PAI(Platform for AI) is a cluster management tool and resource scheduling platform, jointly designed and developed by Microsoft Research (MSR) and Microsoft Search Technology Center (STC). The platform incorporates some mature design that has a proven track record in large scale Microsoft production environment, and is tailored primarily for academic and research purpose.
To add a PAI cluster, right click PAI node and select "Add Cluster…". Users need to provide cluster display name, cluster IP address, user name and password.

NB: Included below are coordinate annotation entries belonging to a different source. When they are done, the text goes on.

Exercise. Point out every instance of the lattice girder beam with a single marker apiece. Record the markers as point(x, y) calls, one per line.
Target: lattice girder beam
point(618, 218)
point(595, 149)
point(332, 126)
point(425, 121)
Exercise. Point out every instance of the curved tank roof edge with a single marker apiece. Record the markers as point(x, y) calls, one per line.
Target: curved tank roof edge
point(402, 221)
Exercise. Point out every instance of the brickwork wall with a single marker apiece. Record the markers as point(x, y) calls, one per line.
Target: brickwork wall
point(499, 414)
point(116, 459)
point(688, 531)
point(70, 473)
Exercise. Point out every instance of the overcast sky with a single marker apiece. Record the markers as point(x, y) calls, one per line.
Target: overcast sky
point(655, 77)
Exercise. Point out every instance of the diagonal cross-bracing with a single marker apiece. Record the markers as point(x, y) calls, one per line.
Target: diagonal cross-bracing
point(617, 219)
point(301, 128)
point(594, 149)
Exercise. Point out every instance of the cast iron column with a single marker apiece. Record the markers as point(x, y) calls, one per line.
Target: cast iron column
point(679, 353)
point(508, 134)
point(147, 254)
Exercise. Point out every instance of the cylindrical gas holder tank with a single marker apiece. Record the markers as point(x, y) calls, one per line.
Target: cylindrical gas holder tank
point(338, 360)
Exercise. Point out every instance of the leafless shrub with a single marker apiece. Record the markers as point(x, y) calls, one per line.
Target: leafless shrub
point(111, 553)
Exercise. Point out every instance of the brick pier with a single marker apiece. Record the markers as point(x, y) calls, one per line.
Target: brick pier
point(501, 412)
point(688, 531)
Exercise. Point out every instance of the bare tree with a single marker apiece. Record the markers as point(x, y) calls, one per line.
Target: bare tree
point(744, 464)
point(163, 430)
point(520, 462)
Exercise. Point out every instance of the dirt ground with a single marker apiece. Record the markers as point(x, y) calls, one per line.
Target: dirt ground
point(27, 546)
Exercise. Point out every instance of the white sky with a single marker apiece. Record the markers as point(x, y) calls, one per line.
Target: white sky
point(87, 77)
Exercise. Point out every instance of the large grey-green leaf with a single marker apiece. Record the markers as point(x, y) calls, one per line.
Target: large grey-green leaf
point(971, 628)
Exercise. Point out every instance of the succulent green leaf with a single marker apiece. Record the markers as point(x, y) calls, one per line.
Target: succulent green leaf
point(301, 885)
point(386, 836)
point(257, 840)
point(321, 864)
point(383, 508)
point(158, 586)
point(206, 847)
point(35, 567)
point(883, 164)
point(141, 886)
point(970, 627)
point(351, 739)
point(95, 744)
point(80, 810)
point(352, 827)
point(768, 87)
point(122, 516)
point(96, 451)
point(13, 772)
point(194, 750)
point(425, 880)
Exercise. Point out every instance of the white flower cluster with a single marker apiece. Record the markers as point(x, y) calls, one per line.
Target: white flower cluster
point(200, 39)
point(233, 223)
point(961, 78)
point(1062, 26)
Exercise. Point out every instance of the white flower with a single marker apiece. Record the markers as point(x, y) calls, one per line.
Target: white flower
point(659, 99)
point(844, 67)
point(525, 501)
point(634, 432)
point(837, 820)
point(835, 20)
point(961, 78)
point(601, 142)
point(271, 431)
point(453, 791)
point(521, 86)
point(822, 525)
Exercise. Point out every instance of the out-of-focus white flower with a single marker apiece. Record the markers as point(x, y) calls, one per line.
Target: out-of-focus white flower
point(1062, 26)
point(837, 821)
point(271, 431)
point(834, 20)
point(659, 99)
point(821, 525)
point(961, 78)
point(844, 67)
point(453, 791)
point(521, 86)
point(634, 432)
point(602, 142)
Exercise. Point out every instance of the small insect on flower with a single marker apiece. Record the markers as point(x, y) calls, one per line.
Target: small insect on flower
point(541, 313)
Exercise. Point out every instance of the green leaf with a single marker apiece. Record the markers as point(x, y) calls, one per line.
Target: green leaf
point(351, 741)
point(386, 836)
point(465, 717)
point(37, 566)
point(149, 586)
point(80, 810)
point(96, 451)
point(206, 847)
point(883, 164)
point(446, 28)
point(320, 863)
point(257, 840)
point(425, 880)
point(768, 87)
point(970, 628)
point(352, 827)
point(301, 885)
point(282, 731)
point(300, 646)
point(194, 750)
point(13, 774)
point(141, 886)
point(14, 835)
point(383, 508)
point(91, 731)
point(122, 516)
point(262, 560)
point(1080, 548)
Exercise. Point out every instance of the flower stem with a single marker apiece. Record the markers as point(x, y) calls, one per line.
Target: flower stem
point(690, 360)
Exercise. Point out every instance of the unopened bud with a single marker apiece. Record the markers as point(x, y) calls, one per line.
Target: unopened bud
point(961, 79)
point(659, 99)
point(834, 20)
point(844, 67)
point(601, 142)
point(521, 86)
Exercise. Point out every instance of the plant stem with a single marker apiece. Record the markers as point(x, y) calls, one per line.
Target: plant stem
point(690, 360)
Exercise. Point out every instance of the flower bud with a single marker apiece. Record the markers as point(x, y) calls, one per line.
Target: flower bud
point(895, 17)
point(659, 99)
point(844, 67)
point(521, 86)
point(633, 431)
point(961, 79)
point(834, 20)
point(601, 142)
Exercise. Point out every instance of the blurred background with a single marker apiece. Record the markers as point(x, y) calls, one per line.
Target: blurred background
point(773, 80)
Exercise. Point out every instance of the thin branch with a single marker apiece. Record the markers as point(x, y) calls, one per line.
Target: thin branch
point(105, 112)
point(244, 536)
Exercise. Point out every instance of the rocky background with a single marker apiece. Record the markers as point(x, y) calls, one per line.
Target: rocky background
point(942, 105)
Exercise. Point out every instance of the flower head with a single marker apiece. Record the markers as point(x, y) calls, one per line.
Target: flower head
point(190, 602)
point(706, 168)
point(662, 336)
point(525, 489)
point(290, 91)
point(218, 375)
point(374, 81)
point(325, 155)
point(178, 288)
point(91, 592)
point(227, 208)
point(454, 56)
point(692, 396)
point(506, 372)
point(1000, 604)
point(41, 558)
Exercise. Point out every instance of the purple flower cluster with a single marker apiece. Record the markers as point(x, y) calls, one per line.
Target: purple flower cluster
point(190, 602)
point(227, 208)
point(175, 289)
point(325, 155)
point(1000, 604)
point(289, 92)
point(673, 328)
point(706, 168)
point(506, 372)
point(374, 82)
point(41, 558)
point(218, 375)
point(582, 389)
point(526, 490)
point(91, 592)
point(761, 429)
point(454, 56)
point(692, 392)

To submit a job to PAI cluster, right click on the project node in Solution Explorer and select "Submit Job" menu.
In the submission window:
-
In the list of "Cluster to use", users select a target PAI cluster.
-
The "Startup script" is your entry point script path relative to your project directory.
-
The "Job Name" allows users to enter a name for this job to show it up in the cluster targeted. It needs to be unique.
-
Users are required to provide a docker image name in image textbox, which is used to run docker containers in the job.
Task Roles:
-
The "name" is the name for the task role, need to be unique with other roles.
-
The "TaskNumber" is the number of tasks for the task role, no less than 1.
-
The "CpuNumber" is CPU number for one task in the task role, no less than 1.
-
The "MemoryMB" is memory(MB) for one task in the task role, no less than 100.
-
The "GpuNumber" is GPU number for one task in the task role, no less than 0.
-
The "Command" is the executable command for tasks in the task role, can not be empty.
Optional Parameters:
-
The "authFile" is Docker registry authentication file existing on HDFS. It's optional.
-
The "dataDir" is the data directory existing on HDFS, used for storing job input data on HDFS. It's optional.
-
The "outputDir" is the output directory on HDFS, used for storing job output files on HDFS. It's optional.
-
The "codeDir" is the code directory on HDFS, used for storing user's training code files on HDFS. It's optional.
-
The "gpuType" specifies the GPU type to be used in the tasks. If omitted, the job will run on any gpu type. It's optional.
-
The "killAllOnCompletedTaskNumber" is the number of completed tasks to kill the entire job, no less than 0. It's optional.
-
The "retryCount" is job retry count if submitting job to PAI scheduler fails, no less than 0. It's optional.